If you’ve heard about the keto diet, you may have wondered what it is and if it works.
The keto or ketogenic diet is a very low carbohydrate diet that is used to treat children with epilepsy and some disorders involving brain energy. In recent years, the diet has become popular as a weight-loss method.
How the Keto Diet Works
To produce energy, the body typically uses carbohydrates. But after a few days on the keto diet, with its restrictive carb intake, your body cannot produce enough energy and looks for another source — breaking down stored fat to generate energy in a process called ketosis. It takes about a week for the body to start that shift from using carbohydrates or glucose, to using ketone bodies. The keto diet can help people lose weight. Some studies show those on the keto diet lose an average of five percent of their body weight, however the mechanisms are not clearly established.
What the Keto Diet Includes
We know the keto diet restricts carbohydrates, but what can you eat? Actually carbohydrates are allowed, but in very small amounts — less than 30 grams per day (for perspective, a medium apple contains about 25 grams of carbs). The diet focuses on meats, eggs, cheese, fish, nuts, butters, oil, heavy cream, mayonnaise and low-carb vegetables such as kale and broccoli.
Several types of keto diets exist, from the standard ketogenic diet that usually contains 75 percent fat, 20 percent protein and five percent carbs to the high-protein ketogenic diet, which contains 65 percent fat, 30 percent protein and five percent carbs.
A typical day on a keto diet might include breakfast of fried eggs or a frittata with eggs, mushrooms, cheese and butter; lunch of chicken thighs with cabbage and olive oil; and dinner of bacon burgers with green beans and butter. The emphasis on proteins and fats also is intended to provide a feeling of fullness, which can make the eating plan easier to stick to.
Going Into Ketosis
As your body transitions from using carbs to using ketones for energy, you may notice some significant changes during the first month, including:
- “Keto flu” —Tiredness or brain fog in the first few days or weeks of the diet.

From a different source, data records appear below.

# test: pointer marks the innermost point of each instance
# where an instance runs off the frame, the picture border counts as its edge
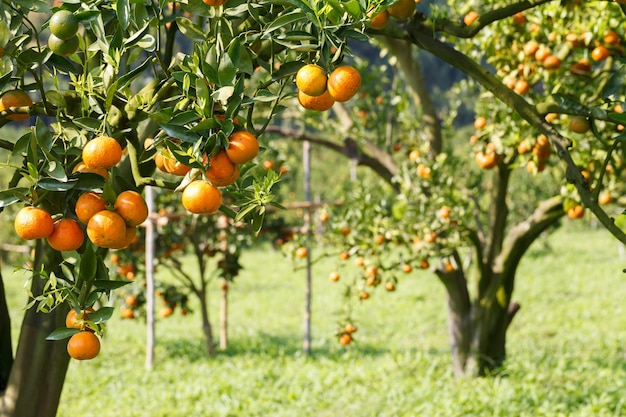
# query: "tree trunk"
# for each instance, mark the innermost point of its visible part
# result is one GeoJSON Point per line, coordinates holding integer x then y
{"type": "Point", "coordinates": [6, 344]}
{"type": "Point", "coordinates": [37, 376]}
{"type": "Point", "coordinates": [206, 326]}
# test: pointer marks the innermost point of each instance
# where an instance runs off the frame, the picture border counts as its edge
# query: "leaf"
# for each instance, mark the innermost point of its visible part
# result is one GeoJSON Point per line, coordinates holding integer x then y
{"type": "Point", "coordinates": [88, 262]}
{"type": "Point", "coordinates": [62, 333]}
{"type": "Point", "coordinates": [190, 29]}
{"type": "Point", "coordinates": [123, 13]}
{"type": "Point", "coordinates": [180, 132]}
{"type": "Point", "coordinates": [102, 314]}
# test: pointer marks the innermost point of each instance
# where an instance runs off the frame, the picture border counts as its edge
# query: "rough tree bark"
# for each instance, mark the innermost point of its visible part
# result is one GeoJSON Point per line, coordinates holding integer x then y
{"type": "Point", "coordinates": [37, 376]}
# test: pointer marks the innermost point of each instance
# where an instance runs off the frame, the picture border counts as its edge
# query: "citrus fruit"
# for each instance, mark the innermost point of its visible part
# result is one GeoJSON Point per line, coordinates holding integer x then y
{"type": "Point", "coordinates": [242, 147]}
{"type": "Point", "coordinates": [83, 345]}
{"type": "Point", "coordinates": [311, 80]}
{"type": "Point", "coordinates": [201, 197]}
{"type": "Point", "coordinates": [66, 236]}
{"type": "Point", "coordinates": [33, 223]}
{"type": "Point", "coordinates": [319, 103]}
{"type": "Point", "coordinates": [107, 229]}
{"type": "Point", "coordinates": [402, 9]}
{"type": "Point", "coordinates": [74, 320]}
{"type": "Point", "coordinates": [222, 171]}
{"type": "Point", "coordinates": [102, 152]}
{"type": "Point", "coordinates": [15, 98]}
{"type": "Point", "coordinates": [63, 47]}
{"type": "Point", "coordinates": [83, 167]}
{"type": "Point", "coordinates": [63, 24]}
{"type": "Point", "coordinates": [87, 205]}
{"type": "Point", "coordinates": [344, 82]}
{"type": "Point", "coordinates": [132, 207]}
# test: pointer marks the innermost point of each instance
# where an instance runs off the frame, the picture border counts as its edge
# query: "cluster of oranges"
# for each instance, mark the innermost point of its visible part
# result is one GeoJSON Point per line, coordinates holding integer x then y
{"type": "Point", "coordinates": [401, 9]}
{"type": "Point", "coordinates": [204, 196]}
{"type": "Point", "coordinates": [85, 344]}
{"type": "Point", "coordinates": [318, 91]}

- “Keto breath” — An odor that results from the release of ketones. It often dissipates over time, and good oral hygiene can help in the meantime.
- Fatigue — Occurs as the body adjusts to not having carbohydrates for energy.

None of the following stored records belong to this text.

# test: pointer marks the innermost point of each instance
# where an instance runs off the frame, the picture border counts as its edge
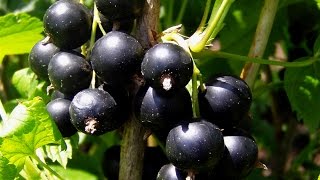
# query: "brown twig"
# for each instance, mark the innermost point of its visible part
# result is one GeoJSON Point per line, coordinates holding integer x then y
{"type": "Point", "coordinates": [133, 144]}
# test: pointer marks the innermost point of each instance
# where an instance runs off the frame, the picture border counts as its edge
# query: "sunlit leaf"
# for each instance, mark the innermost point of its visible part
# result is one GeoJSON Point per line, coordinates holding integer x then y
{"type": "Point", "coordinates": [18, 34]}
{"type": "Point", "coordinates": [27, 128]}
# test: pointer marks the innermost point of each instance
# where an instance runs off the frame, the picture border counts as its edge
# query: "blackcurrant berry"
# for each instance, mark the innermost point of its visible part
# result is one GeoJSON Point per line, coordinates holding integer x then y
{"type": "Point", "coordinates": [69, 72]}
{"type": "Point", "coordinates": [240, 156]}
{"type": "Point", "coordinates": [120, 9]}
{"type": "Point", "coordinates": [68, 24]}
{"type": "Point", "coordinates": [116, 57]}
{"type": "Point", "coordinates": [167, 66]}
{"type": "Point", "coordinates": [59, 111]}
{"type": "Point", "coordinates": [195, 146]}
{"type": "Point", "coordinates": [225, 101]}
{"type": "Point", "coordinates": [160, 112]}
{"type": "Point", "coordinates": [95, 112]}
{"type": "Point", "coordinates": [40, 57]}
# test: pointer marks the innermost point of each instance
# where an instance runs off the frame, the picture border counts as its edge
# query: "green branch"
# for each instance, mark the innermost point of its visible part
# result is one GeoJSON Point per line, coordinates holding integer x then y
{"type": "Point", "coordinates": [260, 40]}
{"type": "Point", "coordinates": [3, 113]}
{"type": "Point", "coordinates": [236, 57]}
{"type": "Point", "coordinates": [46, 166]}
{"type": "Point", "coordinates": [181, 12]}
{"type": "Point", "coordinates": [199, 40]}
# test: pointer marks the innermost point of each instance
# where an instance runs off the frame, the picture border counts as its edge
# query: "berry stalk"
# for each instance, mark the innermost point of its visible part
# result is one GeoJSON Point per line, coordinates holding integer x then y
{"type": "Point", "coordinates": [174, 36]}
{"type": "Point", "coordinates": [260, 40]}
{"type": "Point", "coordinates": [133, 144]}
{"type": "Point", "coordinates": [3, 113]}
{"type": "Point", "coordinates": [199, 40]}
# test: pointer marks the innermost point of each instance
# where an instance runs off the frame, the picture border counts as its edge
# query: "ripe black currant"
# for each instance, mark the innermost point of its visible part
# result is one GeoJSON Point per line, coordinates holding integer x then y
{"type": "Point", "coordinates": [59, 111]}
{"type": "Point", "coordinates": [68, 24]}
{"type": "Point", "coordinates": [120, 9]}
{"type": "Point", "coordinates": [196, 146]}
{"type": "Point", "coordinates": [95, 112]}
{"type": "Point", "coordinates": [69, 72]}
{"type": "Point", "coordinates": [161, 112]}
{"type": "Point", "coordinates": [240, 155]}
{"type": "Point", "coordinates": [226, 101]}
{"type": "Point", "coordinates": [167, 66]}
{"type": "Point", "coordinates": [116, 57]}
{"type": "Point", "coordinates": [40, 57]}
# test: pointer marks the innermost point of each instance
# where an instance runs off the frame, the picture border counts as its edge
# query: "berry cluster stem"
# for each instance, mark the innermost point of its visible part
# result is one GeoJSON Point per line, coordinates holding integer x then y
{"type": "Point", "coordinates": [201, 37]}
{"type": "Point", "coordinates": [3, 113]}
{"type": "Point", "coordinates": [132, 147]}
{"type": "Point", "coordinates": [196, 75]}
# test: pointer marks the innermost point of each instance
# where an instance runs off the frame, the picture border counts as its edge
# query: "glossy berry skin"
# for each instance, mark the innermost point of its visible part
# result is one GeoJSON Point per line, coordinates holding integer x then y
{"type": "Point", "coordinates": [120, 9]}
{"type": "Point", "coordinates": [161, 112]}
{"type": "Point", "coordinates": [69, 72]}
{"type": "Point", "coordinates": [116, 57]}
{"type": "Point", "coordinates": [95, 112]}
{"type": "Point", "coordinates": [226, 101]}
{"type": "Point", "coordinates": [58, 110]}
{"type": "Point", "coordinates": [170, 172]}
{"type": "Point", "coordinates": [39, 58]}
{"type": "Point", "coordinates": [167, 66]}
{"type": "Point", "coordinates": [68, 24]}
{"type": "Point", "coordinates": [196, 146]}
{"type": "Point", "coordinates": [240, 156]}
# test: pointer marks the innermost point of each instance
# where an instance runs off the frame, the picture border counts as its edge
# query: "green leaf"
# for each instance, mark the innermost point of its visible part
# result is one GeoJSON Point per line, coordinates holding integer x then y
{"type": "Point", "coordinates": [316, 47]}
{"type": "Point", "coordinates": [303, 89]}
{"type": "Point", "coordinates": [27, 84]}
{"type": "Point", "coordinates": [18, 34]}
{"type": "Point", "coordinates": [27, 128]}
{"type": "Point", "coordinates": [30, 170]}
{"type": "Point", "coordinates": [62, 154]}
{"type": "Point", "coordinates": [71, 174]}
{"type": "Point", "coordinates": [7, 170]}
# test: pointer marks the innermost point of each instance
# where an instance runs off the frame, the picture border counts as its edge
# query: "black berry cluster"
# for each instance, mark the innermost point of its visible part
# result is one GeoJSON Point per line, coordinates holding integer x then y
{"type": "Point", "coordinates": [115, 58]}
{"type": "Point", "coordinates": [209, 146]}
{"type": "Point", "coordinates": [213, 147]}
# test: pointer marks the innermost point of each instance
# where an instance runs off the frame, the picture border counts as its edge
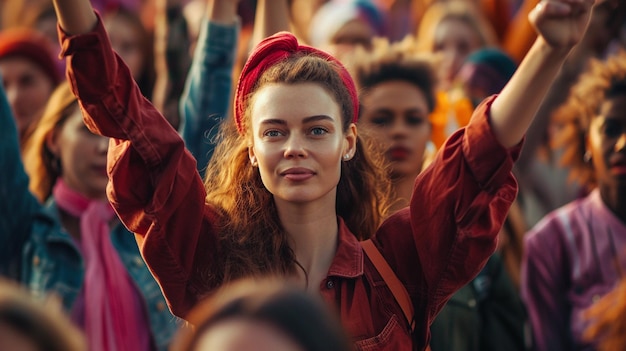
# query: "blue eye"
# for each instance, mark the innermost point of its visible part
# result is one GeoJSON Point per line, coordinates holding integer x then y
{"type": "Point", "coordinates": [318, 131]}
{"type": "Point", "coordinates": [272, 133]}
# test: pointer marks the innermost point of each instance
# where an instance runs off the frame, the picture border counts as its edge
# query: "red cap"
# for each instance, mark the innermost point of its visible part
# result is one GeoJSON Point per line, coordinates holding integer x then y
{"type": "Point", "coordinates": [272, 50]}
{"type": "Point", "coordinates": [31, 45]}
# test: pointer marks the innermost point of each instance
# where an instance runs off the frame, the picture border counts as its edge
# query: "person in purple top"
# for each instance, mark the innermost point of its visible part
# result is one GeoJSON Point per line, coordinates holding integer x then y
{"type": "Point", "coordinates": [574, 255]}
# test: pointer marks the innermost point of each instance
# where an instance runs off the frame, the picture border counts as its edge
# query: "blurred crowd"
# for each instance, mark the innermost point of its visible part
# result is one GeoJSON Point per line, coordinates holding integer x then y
{"type": "Point", "coordinates": [555, 282]}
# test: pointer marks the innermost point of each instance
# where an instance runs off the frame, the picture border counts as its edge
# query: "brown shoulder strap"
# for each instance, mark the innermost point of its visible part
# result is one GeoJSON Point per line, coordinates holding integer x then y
{"type": "Point", "coordinates": [395, 285]}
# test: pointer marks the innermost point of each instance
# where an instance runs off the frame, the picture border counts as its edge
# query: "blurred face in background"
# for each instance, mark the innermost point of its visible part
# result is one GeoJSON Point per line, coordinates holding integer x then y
{"type": "Point", "coordinates": [454, 40]}
{"type": "Point", "coordinates": [240, 334]}
{"type": "Point", "coordinates": [27, 88]}
{"type": "Point", "coordinates": [82, 155]}
{"type": "Point", "coordinates": [128, 39]}
{"type": "Point", "coordinates": [607, 144]}
{"type": "Point", "coordinates": [396, 114]}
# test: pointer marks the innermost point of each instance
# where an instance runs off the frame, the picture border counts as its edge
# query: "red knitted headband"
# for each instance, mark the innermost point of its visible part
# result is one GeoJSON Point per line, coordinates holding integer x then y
{"type": "Point", "coordinates": [272, 50]}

- Digestive issues — Constipation and diarrhea can result in the beginning as the body adjusts to processing different proportions of food. Eating low-carb vegetables can help.

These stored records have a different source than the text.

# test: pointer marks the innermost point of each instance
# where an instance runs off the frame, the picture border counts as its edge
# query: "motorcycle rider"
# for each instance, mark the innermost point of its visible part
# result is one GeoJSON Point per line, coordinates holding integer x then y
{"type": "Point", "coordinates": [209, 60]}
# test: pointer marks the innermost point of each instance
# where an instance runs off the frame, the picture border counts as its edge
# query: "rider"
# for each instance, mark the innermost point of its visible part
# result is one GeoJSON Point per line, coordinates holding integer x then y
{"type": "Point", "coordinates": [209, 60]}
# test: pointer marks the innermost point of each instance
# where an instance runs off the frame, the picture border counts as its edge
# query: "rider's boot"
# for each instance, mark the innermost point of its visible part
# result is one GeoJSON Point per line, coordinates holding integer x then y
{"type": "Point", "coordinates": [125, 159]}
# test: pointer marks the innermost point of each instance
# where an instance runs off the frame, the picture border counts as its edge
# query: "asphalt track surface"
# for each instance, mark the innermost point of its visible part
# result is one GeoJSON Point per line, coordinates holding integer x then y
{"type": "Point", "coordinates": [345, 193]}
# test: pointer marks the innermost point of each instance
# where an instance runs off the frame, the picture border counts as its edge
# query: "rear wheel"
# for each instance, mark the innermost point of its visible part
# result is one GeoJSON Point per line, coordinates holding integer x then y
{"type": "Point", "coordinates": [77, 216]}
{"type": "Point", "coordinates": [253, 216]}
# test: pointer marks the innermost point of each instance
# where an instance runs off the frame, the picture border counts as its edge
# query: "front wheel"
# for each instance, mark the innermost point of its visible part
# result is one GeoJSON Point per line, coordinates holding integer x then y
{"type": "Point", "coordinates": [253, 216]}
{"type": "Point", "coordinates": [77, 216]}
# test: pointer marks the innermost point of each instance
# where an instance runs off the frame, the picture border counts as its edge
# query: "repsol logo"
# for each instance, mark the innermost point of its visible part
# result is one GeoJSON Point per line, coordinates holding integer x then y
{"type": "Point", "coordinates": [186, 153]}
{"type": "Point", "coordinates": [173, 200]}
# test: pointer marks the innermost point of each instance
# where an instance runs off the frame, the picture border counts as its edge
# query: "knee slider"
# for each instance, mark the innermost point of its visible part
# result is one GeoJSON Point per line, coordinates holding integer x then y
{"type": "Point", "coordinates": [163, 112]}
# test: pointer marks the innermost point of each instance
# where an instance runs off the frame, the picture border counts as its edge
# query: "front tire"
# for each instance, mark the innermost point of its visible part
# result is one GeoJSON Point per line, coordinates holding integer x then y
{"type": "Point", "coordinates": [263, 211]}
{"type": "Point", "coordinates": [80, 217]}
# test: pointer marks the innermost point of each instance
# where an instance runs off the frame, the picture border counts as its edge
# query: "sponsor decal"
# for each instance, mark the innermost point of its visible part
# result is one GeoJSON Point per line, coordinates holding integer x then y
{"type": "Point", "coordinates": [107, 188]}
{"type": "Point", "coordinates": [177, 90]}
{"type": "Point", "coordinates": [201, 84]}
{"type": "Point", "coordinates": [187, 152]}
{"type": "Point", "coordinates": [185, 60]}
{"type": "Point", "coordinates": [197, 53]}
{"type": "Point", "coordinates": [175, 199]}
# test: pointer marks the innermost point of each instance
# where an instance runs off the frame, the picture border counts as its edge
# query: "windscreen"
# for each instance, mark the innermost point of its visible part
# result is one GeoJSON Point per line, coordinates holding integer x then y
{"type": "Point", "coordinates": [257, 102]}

- Insomnia — Usually improves after the first month.
Keto advisers say these symptoms are short-term and are proof your body is producing and using ketones as desired. Over time, symptoms disappear and dieters reportedly have more energy and focus.
Keto Diet for Long-Term Use?
The keto diet does provide short-term benefits, but the long-term benefits are still unknown. Researchers caution that a very low carb diet can be difficult to maintain long term, leading to “yo-yo” dieting and increased weight gain. Researchers suggest that the keto diet can be used to kick start weight loss, but should be followed up with healthy eating plans that can be sustained long term.